On 12/06/2009 10:05 AM, Adam Goode wrote:
> I guess what I really would like is a way that I can use GLib privately
> from my library and have it be thread-safe without requiring users of my
> library have to link against gthread and call g_thread_init. I think it
> is primarily just GSlice that is the trouble here

Currently, everything in libglib (including GSlice) can deal with you
calling g_thread_init() at any time, although the documentation pretty
much explicitly claims otherwise. Maybe we should change the rules
around g_thread_init as part of this:

    1) If you want to call g_mem_set_vtable(), it must be the very first
       glib call in the program. (This rule already exists, although
       the current g_thread_init() docs contradict it.)

    2) If you want to call g_thread_init() *with a non-NULL parameter*,
       you have to call it before any other glib method except
       g_mem_set_vtable(). (This is the current g_thread_init rule,
       weakened to only apply to the uncommon case.)

    3) You can call g_thread_init(NULL) at any time, and everything in
       libglib will deal with it. (Already true, but undocumented.)
       Libraries at higher levels of the stack might not work correctly
       though if you call g_thread_init() after calling into that
       library. (Already true and documented.)

    4) Calling g_thread_init(NULL) after g_thread_init() has already
       been called once (with a NULL or non-NULL param) is a no-op.
       (We don't actually want this rule, but it avoids problems with
       apps that were mistakenly calling g_thread_init() after
       g_type_init() before.)

    5) g_type_init() calls g_thread_init(NULL)

> I guess what I really would like is a way that I can use GLib privately
> from my library and have it be thread-safe without requiring users of my
> library have to link against gthread and call g_thread_init.

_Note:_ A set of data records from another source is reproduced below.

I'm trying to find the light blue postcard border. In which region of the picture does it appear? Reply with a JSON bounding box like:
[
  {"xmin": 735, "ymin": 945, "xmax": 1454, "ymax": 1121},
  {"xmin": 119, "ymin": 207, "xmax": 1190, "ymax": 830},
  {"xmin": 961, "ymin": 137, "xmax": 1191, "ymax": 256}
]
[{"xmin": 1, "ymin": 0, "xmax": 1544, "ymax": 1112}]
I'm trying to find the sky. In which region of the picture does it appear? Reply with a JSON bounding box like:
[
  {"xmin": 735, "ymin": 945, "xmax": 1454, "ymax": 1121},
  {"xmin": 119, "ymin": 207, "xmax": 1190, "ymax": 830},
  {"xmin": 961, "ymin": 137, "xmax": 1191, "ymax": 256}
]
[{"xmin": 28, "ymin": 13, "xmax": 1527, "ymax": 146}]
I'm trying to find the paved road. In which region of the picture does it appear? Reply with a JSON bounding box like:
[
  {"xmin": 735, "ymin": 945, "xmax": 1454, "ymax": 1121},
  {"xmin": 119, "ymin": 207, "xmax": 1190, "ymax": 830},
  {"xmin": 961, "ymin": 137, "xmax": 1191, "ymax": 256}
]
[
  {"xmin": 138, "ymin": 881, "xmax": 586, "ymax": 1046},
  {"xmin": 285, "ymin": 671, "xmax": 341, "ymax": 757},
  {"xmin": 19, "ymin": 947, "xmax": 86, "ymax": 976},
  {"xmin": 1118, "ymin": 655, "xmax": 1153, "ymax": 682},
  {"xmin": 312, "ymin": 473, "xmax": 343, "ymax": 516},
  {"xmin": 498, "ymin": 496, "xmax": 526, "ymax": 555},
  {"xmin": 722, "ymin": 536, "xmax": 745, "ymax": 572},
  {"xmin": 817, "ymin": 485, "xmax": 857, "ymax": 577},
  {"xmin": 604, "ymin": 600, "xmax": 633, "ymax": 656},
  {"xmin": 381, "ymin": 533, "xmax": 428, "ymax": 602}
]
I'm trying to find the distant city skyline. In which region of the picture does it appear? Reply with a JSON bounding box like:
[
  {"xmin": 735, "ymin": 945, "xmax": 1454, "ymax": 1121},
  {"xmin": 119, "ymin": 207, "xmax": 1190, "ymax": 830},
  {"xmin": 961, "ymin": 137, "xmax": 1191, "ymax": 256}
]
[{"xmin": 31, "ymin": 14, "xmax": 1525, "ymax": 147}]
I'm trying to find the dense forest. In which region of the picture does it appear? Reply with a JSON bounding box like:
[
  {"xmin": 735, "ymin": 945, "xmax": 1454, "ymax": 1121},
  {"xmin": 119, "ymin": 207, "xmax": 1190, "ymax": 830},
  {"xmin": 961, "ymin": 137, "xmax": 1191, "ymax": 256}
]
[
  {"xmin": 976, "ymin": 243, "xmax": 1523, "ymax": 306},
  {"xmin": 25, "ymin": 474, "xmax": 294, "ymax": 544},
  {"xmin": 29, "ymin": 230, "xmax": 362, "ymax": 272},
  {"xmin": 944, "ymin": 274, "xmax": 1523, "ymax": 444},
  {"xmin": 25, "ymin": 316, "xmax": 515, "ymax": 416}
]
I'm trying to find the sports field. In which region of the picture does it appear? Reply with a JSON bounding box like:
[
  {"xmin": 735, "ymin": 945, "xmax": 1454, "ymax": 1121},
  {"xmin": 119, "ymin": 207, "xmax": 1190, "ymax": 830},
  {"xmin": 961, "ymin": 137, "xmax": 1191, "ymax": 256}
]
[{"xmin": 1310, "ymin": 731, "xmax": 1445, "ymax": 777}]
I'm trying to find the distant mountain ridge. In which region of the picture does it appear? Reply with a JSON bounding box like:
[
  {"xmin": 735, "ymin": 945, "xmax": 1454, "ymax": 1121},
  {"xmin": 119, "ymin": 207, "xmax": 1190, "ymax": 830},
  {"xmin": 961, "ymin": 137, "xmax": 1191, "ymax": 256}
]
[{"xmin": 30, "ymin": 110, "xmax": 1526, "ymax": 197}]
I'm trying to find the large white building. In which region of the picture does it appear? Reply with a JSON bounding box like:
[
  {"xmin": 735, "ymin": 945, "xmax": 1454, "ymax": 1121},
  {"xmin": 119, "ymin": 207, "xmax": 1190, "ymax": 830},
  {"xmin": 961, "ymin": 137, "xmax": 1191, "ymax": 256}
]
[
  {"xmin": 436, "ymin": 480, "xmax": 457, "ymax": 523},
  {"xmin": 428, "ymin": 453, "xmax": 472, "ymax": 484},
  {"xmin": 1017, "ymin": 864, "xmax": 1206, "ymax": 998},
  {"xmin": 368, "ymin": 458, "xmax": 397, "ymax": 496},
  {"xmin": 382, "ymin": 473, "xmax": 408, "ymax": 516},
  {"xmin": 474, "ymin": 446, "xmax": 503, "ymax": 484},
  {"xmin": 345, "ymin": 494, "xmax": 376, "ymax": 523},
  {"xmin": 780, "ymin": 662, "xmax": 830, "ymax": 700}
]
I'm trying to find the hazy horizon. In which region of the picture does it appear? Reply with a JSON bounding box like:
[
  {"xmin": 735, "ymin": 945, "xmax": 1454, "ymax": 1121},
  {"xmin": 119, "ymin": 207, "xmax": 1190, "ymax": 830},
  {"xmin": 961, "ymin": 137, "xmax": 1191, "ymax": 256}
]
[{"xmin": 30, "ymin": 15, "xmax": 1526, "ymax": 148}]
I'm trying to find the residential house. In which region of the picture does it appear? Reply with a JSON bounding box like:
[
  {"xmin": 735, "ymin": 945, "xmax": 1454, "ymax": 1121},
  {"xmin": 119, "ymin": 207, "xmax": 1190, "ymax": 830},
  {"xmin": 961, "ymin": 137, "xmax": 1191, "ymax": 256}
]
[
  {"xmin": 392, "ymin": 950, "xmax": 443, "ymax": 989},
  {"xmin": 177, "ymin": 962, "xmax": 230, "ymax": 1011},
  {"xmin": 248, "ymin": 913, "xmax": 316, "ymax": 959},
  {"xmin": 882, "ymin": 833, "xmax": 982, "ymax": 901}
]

I think it
> is primarily just GSlice that is the trouble here: I'm only using a few
> bits of GLib: GList and GHashtable, and they call into GSlice that is
> not-threadsafe until g_thread_init is called. (I'm currently using
> GThread a bit, but I can replace that with pthread and use the Win32
> pthread implementation for Windows.

If you want to call into glib from multiple threads, then someone has to
call g_thread_init() (and glib and the main program have to be using the
same thread library obviously). Don't worry about implementation details
like GSlice, because those details might change in the future. The only
thing you need to worry about is, if you're calling glib from multiple
threads, you need to call g_thread_init().